Nonostante il parere positivo della Regione Piemonte e dell'Ente parco Gran Paradiso, Legambiente rinnova la richiesta di spostare il traguardo della tappa del Giro d'Italia, prevista al Serrù. L'ideale, secondo gli ambientalisti, sarebbe fermare la corsa a Ceresole Reale.

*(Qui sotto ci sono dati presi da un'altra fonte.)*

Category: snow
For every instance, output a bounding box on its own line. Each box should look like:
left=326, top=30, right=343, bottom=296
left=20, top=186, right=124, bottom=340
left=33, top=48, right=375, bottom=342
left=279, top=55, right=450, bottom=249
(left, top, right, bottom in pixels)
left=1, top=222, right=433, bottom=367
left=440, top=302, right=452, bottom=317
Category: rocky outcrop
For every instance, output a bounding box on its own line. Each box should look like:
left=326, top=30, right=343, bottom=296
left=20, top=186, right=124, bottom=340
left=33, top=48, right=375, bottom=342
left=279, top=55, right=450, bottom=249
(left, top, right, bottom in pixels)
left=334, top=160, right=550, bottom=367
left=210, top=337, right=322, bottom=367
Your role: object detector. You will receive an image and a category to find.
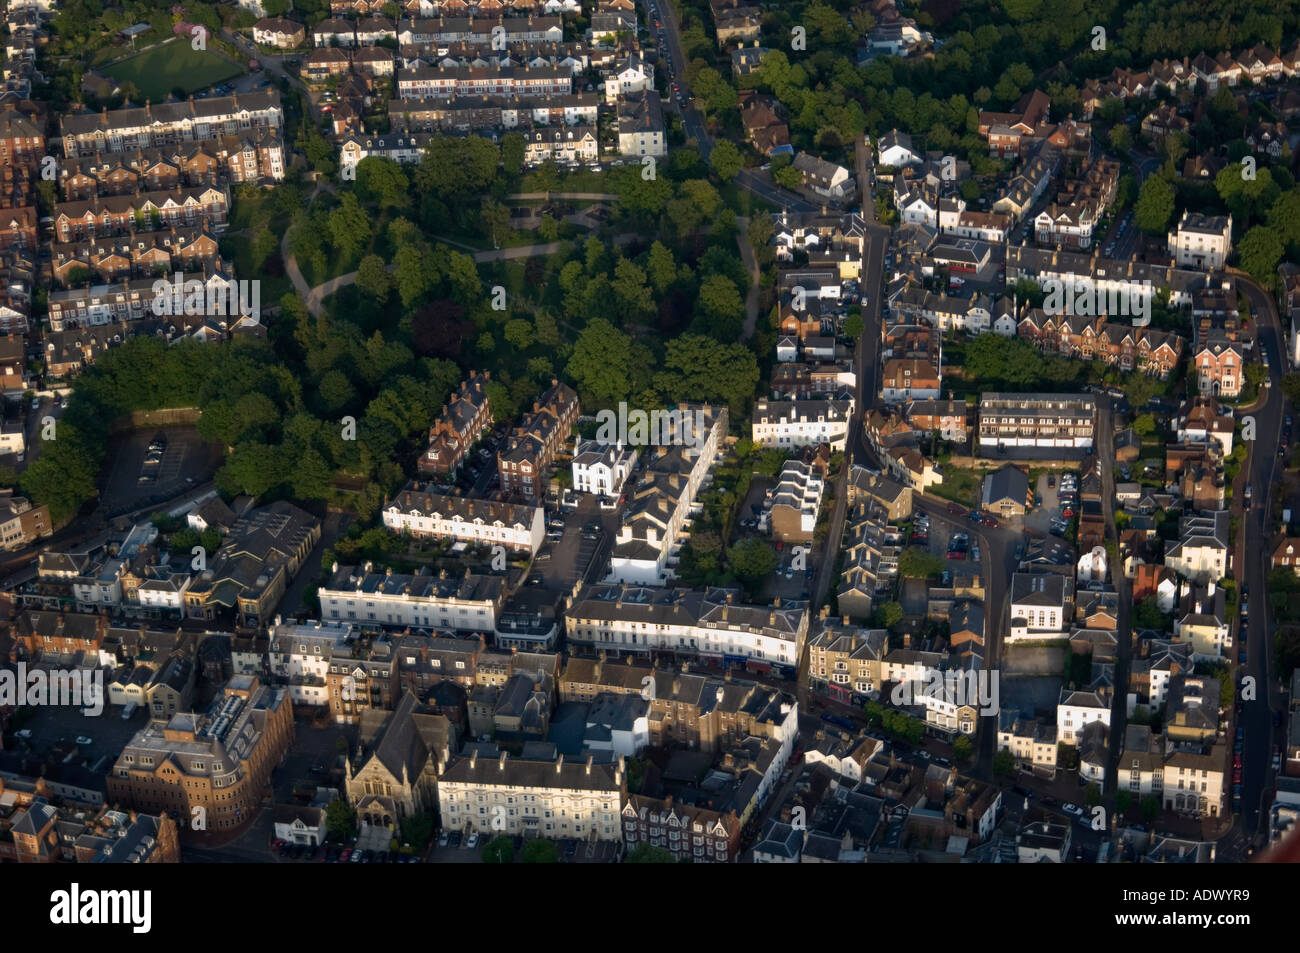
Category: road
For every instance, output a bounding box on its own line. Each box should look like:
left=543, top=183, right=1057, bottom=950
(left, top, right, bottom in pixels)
left=1232, top=273, right=1286, bottom=846
left=647, top=0, right=817, bottom=213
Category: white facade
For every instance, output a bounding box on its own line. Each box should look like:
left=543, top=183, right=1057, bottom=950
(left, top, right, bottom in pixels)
left=572, top=442, right=638, bottom=497
left=381, top=493, right=545, bottom=554
left=1057, top=697, right=1112, bottom=745
left=751, top=398, right=854, bottom=451
left=1167, top=212, right=1232, bottom=270
left=318, top=569, right=500, bottom=633
left=437, top=753, right=624, bottom=840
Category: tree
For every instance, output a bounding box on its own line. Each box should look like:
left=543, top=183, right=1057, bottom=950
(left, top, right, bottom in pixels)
left=1115, top=789, right=1132, bottom=814
left=521, top=838, right=558, bottom=863
left=993, top=749, right=1016, bottom=776
left=325, top=798, right=356, bottom=843
left=1282, top=372, right=1300, bottom=406
left=1133, top=596, right=1168, bottom=631
left=874, top=600, right=904, bottom=628
left=773, top=163, right=803, bottom=190
left=695, top=273, right=744, bottom=340
left=842, top=311, right=864, bottom=341
left=500, top=131, right=526, bottom=177
left=1237, top=226, right=1284, bottom=287
left=899, top=546, right=945, bottom=579
left=328, top=192, right=372, bottom=261
left=1133, top=175, right=1175, bottom=235
left=355, top=157, right=409, bottom=210
left=952, top=735, right=974, bottom=763
left=1084, top=783, right=1101, bottom=807
left=1131, top=413, right=1156, bottom=436
left=727, top=538, right=778, bottom=591
left=1140, top=794, right=1160, bottom=822
left=356, top=254, right=391, bottom=299
left=481, top=836, right=514, bottom=863
left=565, top=318, right=647, bottom=409
left=709, top=138, right=743, bottom=181
left=653, top=334, right=760, bottom=412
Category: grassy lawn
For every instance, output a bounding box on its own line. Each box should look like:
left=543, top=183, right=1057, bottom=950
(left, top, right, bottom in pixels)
left=105, top=40, right=245, bottom=101
left=931, top=465, right=983, bottom=507
left=228, top=188, right=292, bottom=233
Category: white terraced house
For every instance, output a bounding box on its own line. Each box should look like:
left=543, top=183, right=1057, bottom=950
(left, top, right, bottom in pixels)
left=381, top=483, right=545, bottom=553
left=751, top=398, right=854, bottom=450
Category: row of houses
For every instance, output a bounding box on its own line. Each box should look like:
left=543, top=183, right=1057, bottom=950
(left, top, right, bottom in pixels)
left=1081, top=42, right=1300, bottom=117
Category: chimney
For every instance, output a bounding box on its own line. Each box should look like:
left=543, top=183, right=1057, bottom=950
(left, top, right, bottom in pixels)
left=499, top=751, right=507, bottom=771
left=555, top=753, right=564, bottom=773
left=470, top=749, right=478, bottom=769
left=585, top=754, right=593, bottom=775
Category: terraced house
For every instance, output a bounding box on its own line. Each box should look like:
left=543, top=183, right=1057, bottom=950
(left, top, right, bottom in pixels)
left=60, top=91, right=284, bottom=158
left=564, top=585, right=808, bottom=675
left=497, top=379, right=579, bottom=498
left=1016, top=310, right=1184, bottom=378
left=416, top=371, right=492, bottom=475
left=53, top=185, right=230, bottom=242
left=382, top=484, right=545, bottom=553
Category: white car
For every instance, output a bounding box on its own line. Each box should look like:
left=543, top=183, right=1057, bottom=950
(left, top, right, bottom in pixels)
left=15, top=729, right=32, bottom=739
left=1063, top=803, right=1084, bottom=818
left=75, top=735, right=93, bottom=745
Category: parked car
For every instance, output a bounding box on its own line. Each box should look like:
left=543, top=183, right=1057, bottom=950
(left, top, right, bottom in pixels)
left=982, top=514, right=999, bottom=528
left=947, top=503, right=965, bottom=515
left=1063, top=803, right=1084, bottom=818
left=466, top=832, right=480, bottom=849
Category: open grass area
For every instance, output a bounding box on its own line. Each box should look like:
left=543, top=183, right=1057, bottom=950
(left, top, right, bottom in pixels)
left=105, top=40, right=245, bottom=101
left=930, top=465, right=983, bottom=506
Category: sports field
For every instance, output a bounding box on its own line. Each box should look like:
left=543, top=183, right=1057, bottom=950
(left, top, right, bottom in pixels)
left=105, top=39, right=245, bottom=101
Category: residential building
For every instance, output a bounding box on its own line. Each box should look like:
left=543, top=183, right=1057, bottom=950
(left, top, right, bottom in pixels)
left=751, top=397, right=854, bottom=451
left=437, top=748, right=626, bottom=840
left=768, top=459, right=825, bottom=542
left=977, top=393, right=1097, bottom=456
left=616, top=88, right=665, bottom=157
left=1167, top=212, right=1232, bottom=270
left=606, top=405, right=727, bottom=586
left=498, top=380, right=580, bottom=499
left=106, top=675, right=294, bottom=835
left=318, top=563, right=504, bottom=633
left=417, top=371, right=492, bottom=475
left=564, top=585, right=808, bottom=675
left=572, top=440, right=638, bottom=497
left=382, top=485, right=545, bottom=554
left=622, top=794, right=742, bottom=862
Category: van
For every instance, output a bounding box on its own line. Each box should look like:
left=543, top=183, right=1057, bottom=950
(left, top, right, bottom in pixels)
left=122, top=702, right=138, bottom=721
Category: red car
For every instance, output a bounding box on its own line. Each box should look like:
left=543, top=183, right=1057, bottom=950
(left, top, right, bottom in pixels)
left=1061, top=508, right=1075, bottom=519
left=947, top=503, right=965, bottom=515
left=983, top=514, right=1000, bottom=528
left=339, top=848, right=352, bottom=863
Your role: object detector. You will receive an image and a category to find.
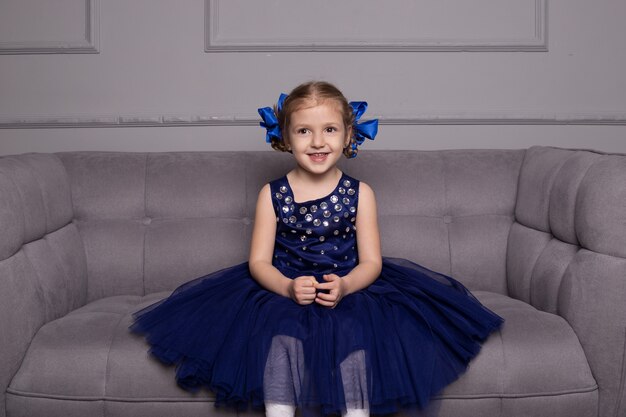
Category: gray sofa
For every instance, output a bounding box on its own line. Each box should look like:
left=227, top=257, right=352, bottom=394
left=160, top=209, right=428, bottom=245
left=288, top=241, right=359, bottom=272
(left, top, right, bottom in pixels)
left=1, top=146, right=624, bottom=417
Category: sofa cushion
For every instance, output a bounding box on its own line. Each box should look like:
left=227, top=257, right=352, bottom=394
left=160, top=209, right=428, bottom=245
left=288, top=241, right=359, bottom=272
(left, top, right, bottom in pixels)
left=6, top=291, right=597, bottom=417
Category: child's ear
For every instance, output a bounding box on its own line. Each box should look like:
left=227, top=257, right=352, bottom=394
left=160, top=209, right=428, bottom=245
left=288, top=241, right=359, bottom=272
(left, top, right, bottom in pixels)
left=344, top=126, right=353, bottom=147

«Ricordiamo che la tappa finale e il circolo mediatico che accompagna la Corsa ciclistica Rosa, dovrebbe da programma occupare un luogo molto più in alto del paese di Ceresole Reale e lontano dalle infrastrutture, tuttora raggiunto solo da una carrozzabile che nelle domeniche estive viene chiusa per stemperare l’afflusso di auto - dichiara Fabio Dovana, presidente di Legambiente Piemonte e Valle d’Aosta - il frastuono dei motori di auto, camion ed elicotteri, disturberebbe gli animali del parco nel mese di maggio, stagione in cui gli stessi si trovano ancora a bassa quota a causa dell’innevamento e momento critico per gli stambecchi che devono partorire. Chiediamo quindi che il traguardo della tappa del Giro si attesti a Ceresole Reale, ai confini del Parco Nazionale».

«Legambiente è impegnata da tempo - aggiunge Vanda Bonardo, responsabile nazionale Alpi di Legambiente - affinché si realizzi una mobilità meno impattante nelle zone più delicate e di valore delle nostre montagne. Il passaggio del Giro d’Italia in Valle Orco è un momento utile ed importante per tutta l’area e la scelta di fermarsi a Ceresole costituirebbe un messaggio di grande sensibilità verso l’ambiente naturale, dispiace che venga addirittura usata come ricatto per cancellare la tappa stessa».